Curious Omission In New-Style Formats

Mon Jul 11 23:38:28 EDT 2016

On Tue, 12 Jul 2016 04:38 am, Ian Kelly wrote:

> In what way do the leading zeroes in "00123" add to the precision of
> the number? 00123 is the same quantity as 123 and represents no more
> precise a measurement. 

You guys... next you're going to tell me that 1.23 and 1.2300 are the same
quantity and represent no more precise a measurement :-) And keep adding
zeroes 1.230000000... and claim infinite precision.

That's not now "precision" works. Its true that *mathematically* leading
zeroes don't change the number, but neither do trailing zeroes.
Nevertheless, we *interpret* them as having meaning, as indicators of the
precision of measurement in the mathematical sense.

In a moment, I'm going to attempt to justify a reasonable meaning for
leading zeroes. But that's actually not relevant. printf (and Python's %
string operator) interprets the precision field in the mathematical sense
for floats, but that's not the only sense possible. The word "precise" has
a number of meanings, including:

- exactness
- accurate
- strict conformity to a rule
- politeness and nicety
- the quality of being reproducible

For integers, printf and % interpret the so-called "precision" field of the
format string not as a measurement precision (number of decimal places),
but as the number of digits to use (which is different from the total field
width). For example:

py> "%10.8x" % 123
'  0000007b'

How anyone can possibly claim this makes no sense is beyond me! Is the
difference between "number of digits" and "number of decimal places" really
so hard to grok?

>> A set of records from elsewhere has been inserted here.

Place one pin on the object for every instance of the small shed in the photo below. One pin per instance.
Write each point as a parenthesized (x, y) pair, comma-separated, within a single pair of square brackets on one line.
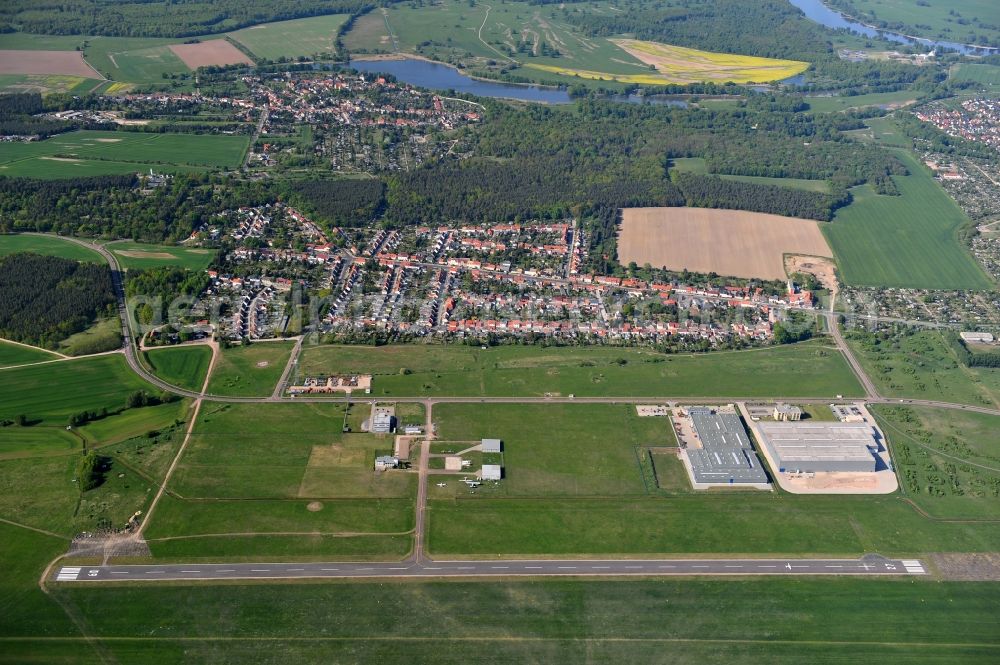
[(383, 462), (492, 472), (491, 445), (787, 412)]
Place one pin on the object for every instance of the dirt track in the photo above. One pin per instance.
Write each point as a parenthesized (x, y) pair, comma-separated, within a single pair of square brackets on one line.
[(217, 52), (727, 242)]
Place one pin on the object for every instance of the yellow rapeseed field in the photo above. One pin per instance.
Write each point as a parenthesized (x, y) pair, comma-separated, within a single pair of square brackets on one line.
[(676, 64)]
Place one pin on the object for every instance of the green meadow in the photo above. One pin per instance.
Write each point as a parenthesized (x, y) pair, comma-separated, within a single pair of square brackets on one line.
[(52, 392), (905, 241), (89, 152), (283, 479), (16, 354), (49, 245), (184, 366), (576, 484), (250, 371), (948, 461), (303, 37), (920, 365), (987, 75), (844, 103), (803, 370), (142, 256)]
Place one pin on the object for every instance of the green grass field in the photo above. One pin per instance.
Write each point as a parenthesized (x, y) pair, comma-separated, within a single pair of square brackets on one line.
[(55, 391), (965, 22), (920, 365), (15, 354), (575, 485), (88, 152), (104, 335), (49, 245), (552, 621), (906, 241), (584, 450), (291, 39), (250, 370), (142, 256), (183, 366), (800, 370), (449, 31), (837, 103), (987, 75), (698, 165), (948, 461), (282, 479)]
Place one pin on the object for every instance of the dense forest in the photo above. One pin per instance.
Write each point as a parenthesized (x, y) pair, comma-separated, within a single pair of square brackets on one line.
[(705, 191), (342, 202), (142, 18), (152, 291), (115, 206), (45, 299), (552, 162)]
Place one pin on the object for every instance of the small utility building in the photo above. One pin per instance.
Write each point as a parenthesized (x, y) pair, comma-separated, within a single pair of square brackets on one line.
[(726, 455), (490, 445), (820, 447), (491, 472)]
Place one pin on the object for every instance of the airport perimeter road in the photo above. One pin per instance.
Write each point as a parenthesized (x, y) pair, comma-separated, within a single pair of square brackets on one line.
[(871, 565), (132, 357)]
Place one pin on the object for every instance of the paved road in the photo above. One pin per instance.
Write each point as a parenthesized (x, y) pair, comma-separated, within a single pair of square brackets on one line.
[(132, 357), (871, 565), (870, 391)]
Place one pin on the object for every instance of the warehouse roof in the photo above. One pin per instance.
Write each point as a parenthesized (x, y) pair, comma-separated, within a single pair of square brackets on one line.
[(726, 455), (819, 442)]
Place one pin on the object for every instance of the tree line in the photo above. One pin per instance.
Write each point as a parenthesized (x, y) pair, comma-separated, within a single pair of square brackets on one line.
[(45, 299), (141, 18)]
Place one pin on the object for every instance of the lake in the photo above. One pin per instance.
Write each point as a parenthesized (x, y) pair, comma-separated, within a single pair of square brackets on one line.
[(817, 12)]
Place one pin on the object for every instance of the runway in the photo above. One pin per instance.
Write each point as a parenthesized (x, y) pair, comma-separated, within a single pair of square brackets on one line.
[(866, 566)]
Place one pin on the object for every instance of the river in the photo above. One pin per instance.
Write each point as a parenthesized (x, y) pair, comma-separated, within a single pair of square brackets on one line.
[(817, 12), (435, 76)]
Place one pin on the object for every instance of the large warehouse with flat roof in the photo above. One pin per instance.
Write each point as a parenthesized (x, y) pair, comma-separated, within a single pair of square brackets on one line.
[(726, 455), (818, 447)]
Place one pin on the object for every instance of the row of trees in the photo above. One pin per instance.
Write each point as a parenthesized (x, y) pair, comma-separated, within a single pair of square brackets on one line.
[(45, 299), (141, 18), (703, 191)]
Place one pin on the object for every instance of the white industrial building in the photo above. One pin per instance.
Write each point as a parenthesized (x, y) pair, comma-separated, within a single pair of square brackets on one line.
[(490, 445), (491, 472), (812, 447)]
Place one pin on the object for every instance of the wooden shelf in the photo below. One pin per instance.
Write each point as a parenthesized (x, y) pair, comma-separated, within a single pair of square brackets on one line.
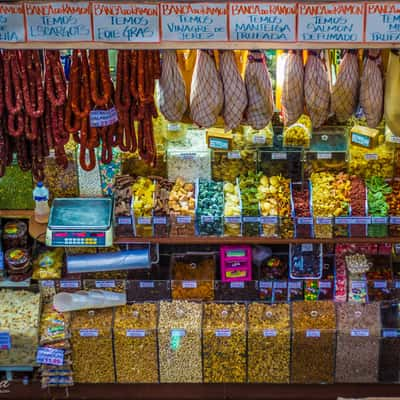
[(206, 240)]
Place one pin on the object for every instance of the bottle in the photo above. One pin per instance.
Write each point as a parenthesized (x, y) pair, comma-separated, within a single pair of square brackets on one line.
[(41, 197)]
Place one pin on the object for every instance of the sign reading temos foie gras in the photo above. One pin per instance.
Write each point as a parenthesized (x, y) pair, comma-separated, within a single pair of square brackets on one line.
[(383, 22), (272, 22), (194, 21), (12, 23), (335, 22), (130, 22), (58, 21)]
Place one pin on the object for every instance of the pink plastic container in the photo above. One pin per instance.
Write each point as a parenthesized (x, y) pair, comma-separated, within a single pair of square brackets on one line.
[(235, 263)]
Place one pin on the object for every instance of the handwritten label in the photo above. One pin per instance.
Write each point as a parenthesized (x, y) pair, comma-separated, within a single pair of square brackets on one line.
[(270, 22), (360, 332), (383, 22), (324, 22), (12, 23), (223, 332), (194, 21), (124, 23), (50, 356), (58, 21), (135, 333), (101, 118)]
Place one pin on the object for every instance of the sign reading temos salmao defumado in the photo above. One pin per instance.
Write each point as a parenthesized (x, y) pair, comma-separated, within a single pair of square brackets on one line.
[(12, 23), (126, 22), (383, 22), (331, 22), (58, 21), (194, 21), (272, 22)]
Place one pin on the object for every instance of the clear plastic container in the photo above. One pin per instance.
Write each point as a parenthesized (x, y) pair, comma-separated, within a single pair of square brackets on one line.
[(224, 343)]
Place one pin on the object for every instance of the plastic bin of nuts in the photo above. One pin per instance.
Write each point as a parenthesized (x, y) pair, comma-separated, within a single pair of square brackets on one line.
[(224, 343), (135, 343), (193, 276), (92, 346), (268, 343), (179, 339), (313, 342), (357, 354)]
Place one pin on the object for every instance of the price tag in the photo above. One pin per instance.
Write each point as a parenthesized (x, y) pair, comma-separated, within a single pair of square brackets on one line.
[(126, 23), (189, 284), (360, 332), (184, 220), (89, 332), (324, 156), (70, 284), (279, 156), (160, 220), (59, 21), (313, 333), (270, 22), (50, 356), (135, 333), (234, 155), (5, 340), (102, 118), (194, 22), (144, 220), (105, 284), (232, 220), (146, 285), (382, 22), (371, 156), (12, 27), (331, 22), (223, 332)]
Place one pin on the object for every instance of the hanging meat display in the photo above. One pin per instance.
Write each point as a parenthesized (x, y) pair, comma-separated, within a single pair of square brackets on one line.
[(316, 89), (172, 94), (371, 89), (293, 88), (207, 94), (260, 107), (235, 95), (345, 91)]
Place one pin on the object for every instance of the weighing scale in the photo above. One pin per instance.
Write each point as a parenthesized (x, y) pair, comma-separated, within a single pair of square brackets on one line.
[(80, 222)]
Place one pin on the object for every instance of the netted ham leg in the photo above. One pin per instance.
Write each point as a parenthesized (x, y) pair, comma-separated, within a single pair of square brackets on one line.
[(172, 94), (260, 107), (207, 95), (316, 89), (345, 91), (235, 95), (293, 88), (371, 90)]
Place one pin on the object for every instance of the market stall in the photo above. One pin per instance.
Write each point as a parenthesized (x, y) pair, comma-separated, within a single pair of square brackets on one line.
[(199, 200)]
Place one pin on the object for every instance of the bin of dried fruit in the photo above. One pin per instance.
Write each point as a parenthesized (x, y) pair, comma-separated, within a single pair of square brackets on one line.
[(298, 134), (20, 315), (92, 346), (357, 353), (179, 341), (232, 211), (224, 343), (378, 208), (161, 209), (250, 205), (268, 343), (135, 343), (193, 276), (142, 205), (313, 342), (210, 208)]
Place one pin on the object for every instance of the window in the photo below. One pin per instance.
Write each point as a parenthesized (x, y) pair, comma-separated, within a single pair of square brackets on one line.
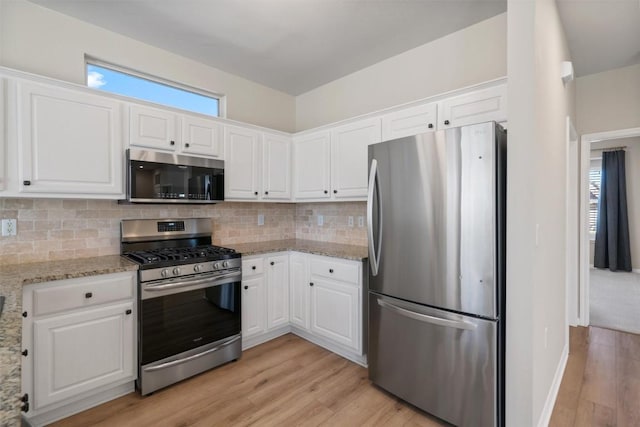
[(594, 194), (114, 79)]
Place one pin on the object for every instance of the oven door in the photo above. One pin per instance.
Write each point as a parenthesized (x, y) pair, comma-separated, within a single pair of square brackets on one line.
[(181, 315)]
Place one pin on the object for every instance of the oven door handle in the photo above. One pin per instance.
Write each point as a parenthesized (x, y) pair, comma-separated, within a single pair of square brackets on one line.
[(213, 280), (195, 356)]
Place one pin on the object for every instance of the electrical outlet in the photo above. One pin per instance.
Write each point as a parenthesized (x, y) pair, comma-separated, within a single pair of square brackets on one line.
[(9, 227)]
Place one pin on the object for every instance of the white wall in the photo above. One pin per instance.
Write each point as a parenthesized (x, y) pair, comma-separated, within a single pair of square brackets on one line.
[(632, 168), (536, 210), (41, 41), (608, 101), (469, 56)]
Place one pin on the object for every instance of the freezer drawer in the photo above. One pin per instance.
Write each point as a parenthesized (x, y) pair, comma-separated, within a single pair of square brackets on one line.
[(441, 362)]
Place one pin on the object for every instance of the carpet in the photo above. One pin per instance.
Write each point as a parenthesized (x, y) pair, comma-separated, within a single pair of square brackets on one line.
[(614, 300)]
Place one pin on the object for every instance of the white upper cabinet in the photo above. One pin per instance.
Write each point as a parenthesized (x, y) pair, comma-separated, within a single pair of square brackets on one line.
[(312, 179), (202, 137), (69, 142), (410, 121), (349, 157), (276, 167), (168, 131), (474, 107), (152, 128), (242, 147)]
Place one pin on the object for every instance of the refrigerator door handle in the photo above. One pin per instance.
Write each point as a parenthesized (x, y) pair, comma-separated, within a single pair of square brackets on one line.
[(459, 324), (374, 258)]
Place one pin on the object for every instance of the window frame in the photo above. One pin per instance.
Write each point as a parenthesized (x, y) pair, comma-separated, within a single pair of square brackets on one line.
[(221, 98)]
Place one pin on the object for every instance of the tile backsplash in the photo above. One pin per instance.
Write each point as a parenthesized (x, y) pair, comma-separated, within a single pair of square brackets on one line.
[(50, 229)]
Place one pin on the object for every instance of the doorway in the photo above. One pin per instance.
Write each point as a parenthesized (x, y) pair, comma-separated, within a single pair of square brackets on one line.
[(609, 299)]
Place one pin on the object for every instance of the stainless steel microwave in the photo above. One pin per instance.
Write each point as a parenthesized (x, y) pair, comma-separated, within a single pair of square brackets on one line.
[(155, 177)]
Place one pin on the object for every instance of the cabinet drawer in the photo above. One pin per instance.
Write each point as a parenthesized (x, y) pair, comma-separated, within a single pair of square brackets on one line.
[(82, 292), (252, 267), (337, 270)]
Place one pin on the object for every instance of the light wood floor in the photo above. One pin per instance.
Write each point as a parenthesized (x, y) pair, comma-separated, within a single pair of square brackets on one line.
[(284, 382), (601, 383)]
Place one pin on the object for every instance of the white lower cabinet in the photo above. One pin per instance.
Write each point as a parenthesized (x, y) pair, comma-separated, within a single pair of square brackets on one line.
[(79, 344), (316, 297)]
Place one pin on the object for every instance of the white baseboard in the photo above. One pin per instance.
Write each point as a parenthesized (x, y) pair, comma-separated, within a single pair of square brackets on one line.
[(45, 417), (247, 343), (545, 416), (331, 346)]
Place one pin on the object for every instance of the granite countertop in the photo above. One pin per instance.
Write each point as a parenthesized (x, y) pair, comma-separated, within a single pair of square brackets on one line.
[(12, 279), (338, 250)]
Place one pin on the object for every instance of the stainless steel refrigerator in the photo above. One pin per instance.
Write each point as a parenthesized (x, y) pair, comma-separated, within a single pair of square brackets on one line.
[(436, 230)]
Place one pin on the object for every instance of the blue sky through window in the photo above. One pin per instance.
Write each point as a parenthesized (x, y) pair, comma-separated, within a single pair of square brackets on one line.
[(137, 87)]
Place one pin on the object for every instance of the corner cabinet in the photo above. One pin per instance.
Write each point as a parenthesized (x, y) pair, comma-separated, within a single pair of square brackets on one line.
[(79, 343), (69, 142)]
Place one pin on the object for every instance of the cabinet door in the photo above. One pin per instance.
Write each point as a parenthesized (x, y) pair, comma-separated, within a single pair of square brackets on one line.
[(202, 137), (241, 163), (76, 353), (299, 280), (335, 311), (276, 167), (475, 107), (152, 128), (349, 157), (409, 122), (253, 306), (277, 269), (69, 142), (312, 166)]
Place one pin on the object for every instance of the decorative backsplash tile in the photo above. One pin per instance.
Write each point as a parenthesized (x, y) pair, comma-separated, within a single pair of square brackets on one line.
[(51, 229)]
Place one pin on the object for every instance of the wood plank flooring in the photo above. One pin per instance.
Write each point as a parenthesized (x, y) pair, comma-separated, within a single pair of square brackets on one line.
[(601, 383), (284, 382)]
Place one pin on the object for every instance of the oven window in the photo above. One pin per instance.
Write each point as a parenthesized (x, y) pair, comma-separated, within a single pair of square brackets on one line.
[(183, 321), (165, 181)]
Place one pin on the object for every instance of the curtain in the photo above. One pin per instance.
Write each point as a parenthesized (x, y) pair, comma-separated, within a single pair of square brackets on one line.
[(612, 249)]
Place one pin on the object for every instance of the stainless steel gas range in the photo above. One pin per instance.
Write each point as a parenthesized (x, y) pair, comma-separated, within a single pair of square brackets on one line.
[(189, 299)]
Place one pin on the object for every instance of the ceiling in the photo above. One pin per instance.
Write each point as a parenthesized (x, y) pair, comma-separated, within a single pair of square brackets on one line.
[(297, 45), (602, 34)]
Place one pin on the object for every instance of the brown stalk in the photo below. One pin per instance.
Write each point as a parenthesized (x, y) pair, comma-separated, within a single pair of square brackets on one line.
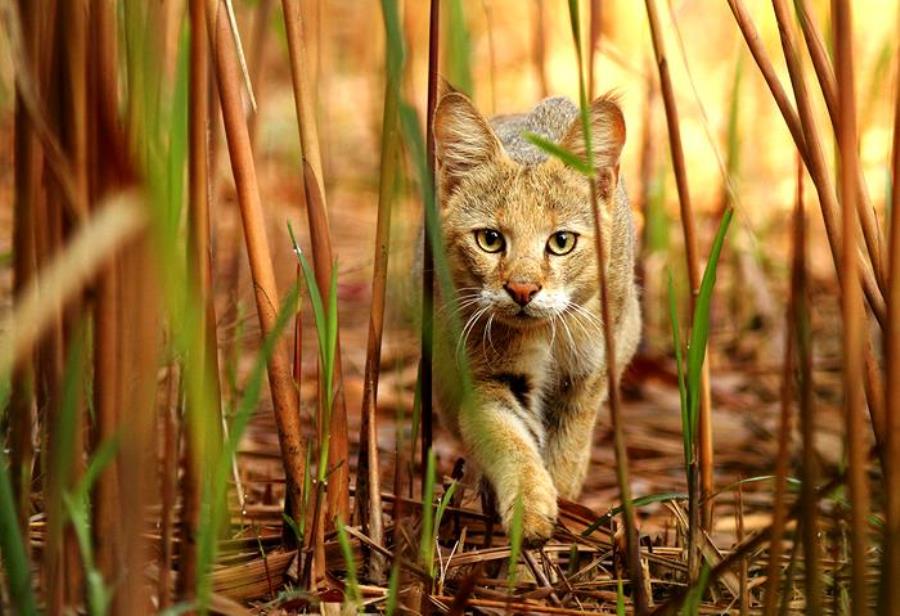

I think not.

And it's clearly useful: with integers, particular if they represent
fixed-size byte quantities, it is very common to use leading zeroes. To a
programmer the hex values 7b, 007b and 0000007b have very different
meanings: the first is a byte, the second may be a short int, and the third
may be a long int.

Why shouldn't we use the "precision" field for this? It doesn't mean what
scientists mean by precision, but so what? That's not important. Scientists
don't usually have to worry about leading zeroes, but programmers do, and
its useful to distinguish between the *total* width (padded with spaces)
and the *number* width (padded with zeroes).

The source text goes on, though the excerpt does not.